In a country long dominated by the Conservative and Labor parties, Clegg's star turn in U.S.-style television debates elevated his typically also-ran Liberal Democrats into contenders last year. Even Colin Firth, star of "The King's Speech," jumped off the movie set and onto the campaign trail for the new prince of British politics.
Clegg emerged as the kingmaker of the May elections, striking a hard-fought coalition deal with the Conservatives that brought his party into government, albeit as junior partners, for the first time in almost a century.
Clegg, however, is now discovering the high price of success. Thousands of voters are deserting the party, with support for the Liberal Democrats falling from a high of 34 percent last April to a rock-bottom 9 percent last month. Even Firth is openly disavowing the Liberal Democrats. "I am without an affiliation now," he recently told reporters at the Dubai Film Festival.
After snowstorms engulfed Britain last month, Clegg ruefully proclaimed: "I am getting blamed for everything. I will be blamed for the weather."
The news is bad not only for Clegg. The Liberal Democrats' extraordinary decline marks the first real sign of weakness in Britain's coalition government, which the conservative prime minister, David Cameron, must hold together to serve out his five-year term.
Cameron appears so concerned about flagging support for the Liberal Democrats that he took the unusual step of offering warm words for the party's candidate in a special election next week, even though the Conservatives are fielding their own hopeful in the race.
The waning of Clegg, analysts say, stems from what many of his former backers call a series of bitter betrayals. None was more stinging than Clegg's decision to back the Conservatives in dramatically scaling back subsidies for university students, forcing an increase in tuition as part of the coalition's crusade to bust the mammoth British budget deficit.
It came only months after the "Lib Dems" had swept up young voters in an undercurrent of excitement during the campaign, promising that they would strongly oppose tuition increases. Going back on that pledge now has made Clegg the main target for thousands of young protesters who have taken to the streets of London in recent months to oppose the coalition's austerity measures.
Like Obama, Clegg was an inspirational, out-of-the-box candidate who energized a generation of young voters. Although the U.S. president's ratings have also fallen sharply, Clegg appears to be facing a far stronger backlash, especially among students.
"I supported the Lib Dems. I campaigned for them amongst my friends and handed out leaflets," said Rachel Sullivan, 20, an English literature major at Oxford who has taken part in the demonstrations. "But now I feel that I was championing a childish cause, a cause for people who were not honest about what they stood for. . . . There are many students who will never vote Lib Dem again."

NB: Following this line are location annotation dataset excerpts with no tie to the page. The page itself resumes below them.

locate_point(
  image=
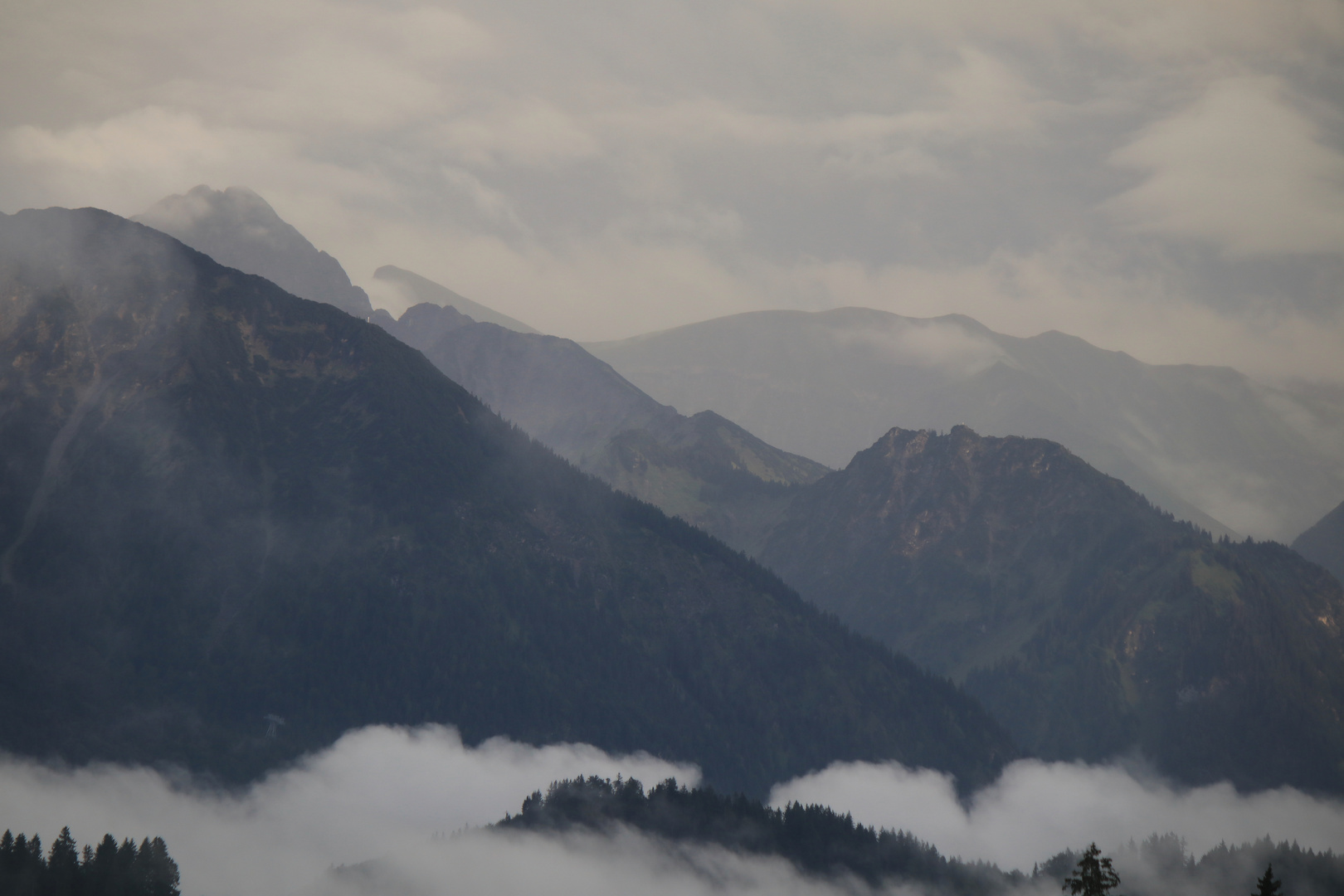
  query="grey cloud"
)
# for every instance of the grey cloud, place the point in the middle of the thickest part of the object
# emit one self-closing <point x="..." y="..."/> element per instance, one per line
<point x="373" y="791"/>
<point x="385" y="811"/>
<point x="1038" y="809"/>
<point x="604" y="169"/>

Indeed, the Liberal Democrats, who run the spectrum from left-wing liberals to fiscally conservative libertarians, have emerged as what many here are calling "human shields" for the Conservatives. They are effectively taking most of the flak for the unpopular policies the government is advancing.

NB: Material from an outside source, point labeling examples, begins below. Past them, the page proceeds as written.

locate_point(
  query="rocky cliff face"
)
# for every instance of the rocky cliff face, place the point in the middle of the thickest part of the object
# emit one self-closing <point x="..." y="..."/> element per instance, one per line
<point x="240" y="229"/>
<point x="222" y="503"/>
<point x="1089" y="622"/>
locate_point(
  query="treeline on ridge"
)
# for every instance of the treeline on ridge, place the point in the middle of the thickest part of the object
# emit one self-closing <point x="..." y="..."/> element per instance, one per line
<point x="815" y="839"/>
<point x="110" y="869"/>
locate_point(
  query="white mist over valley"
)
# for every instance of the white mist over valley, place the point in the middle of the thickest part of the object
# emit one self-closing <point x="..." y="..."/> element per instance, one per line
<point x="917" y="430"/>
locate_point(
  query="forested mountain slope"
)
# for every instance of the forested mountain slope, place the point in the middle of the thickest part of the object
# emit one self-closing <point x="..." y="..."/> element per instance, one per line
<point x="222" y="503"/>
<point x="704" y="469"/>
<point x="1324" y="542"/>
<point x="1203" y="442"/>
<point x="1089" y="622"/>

It could have severe consequences for Clegg, his party and potentially the coalition. Clegg's plummeting support is jeopardizing the chances of success for a measure seen as the main reason he entered into the coalition: a referendum on election reforms that would make it far easier for the Liberal Democrats to beat the dominant Conservative and Labor parties in future votes.
Under an agreement with the Conservatives, that referendum is set for May, at the same time as regional elections in which analysts are predicting significant setbacks for Liberal Democrats.
"The Liberal Democrats are finding themselves held accountable in a way they were never held accountable before," said Andrew Russell, senior lecturer on politics at the University of Manchester. "The irony is that because they are being blamed for everything, they may now be set to lose the one chance in a generation to change the electoral system in Britain."
Liberal Democrat officials are divided over Clegg, a personable Cambridge graduate with a Spanish wife and Dutch-Russian roots. Some have criticized him for supporting the tuition increases and other measures, including the rise in the national sales tax that took effect this week. Still, no likely challenger has emerged within the party. But if the votes in May go decidedly against the Liberal Democrats, some analysts question whether Clegg may be forced to reconsider whether the price of power is too high to remain in the coalition.
Clegg and his aides, however, reject any suggestion that they would throw in the towel.
To bolster the image of Clegg and the Liberal Democrats, the government is reportedly preparing to let him announce a long-awaited overhaul of the House of Lords, paving the way for 80 percent of the lawmakers in Britain's unelected upper house to be voted in by the public. That, some say, could help reposition Clegg as the agent of change he has professed to be."Our leadership made a fundamental error" by supporting higher tuition, said Adrian Saunders, a Liberal Democrat lawmaker. "But it is not too late to get the message out that we can and are doing good in government."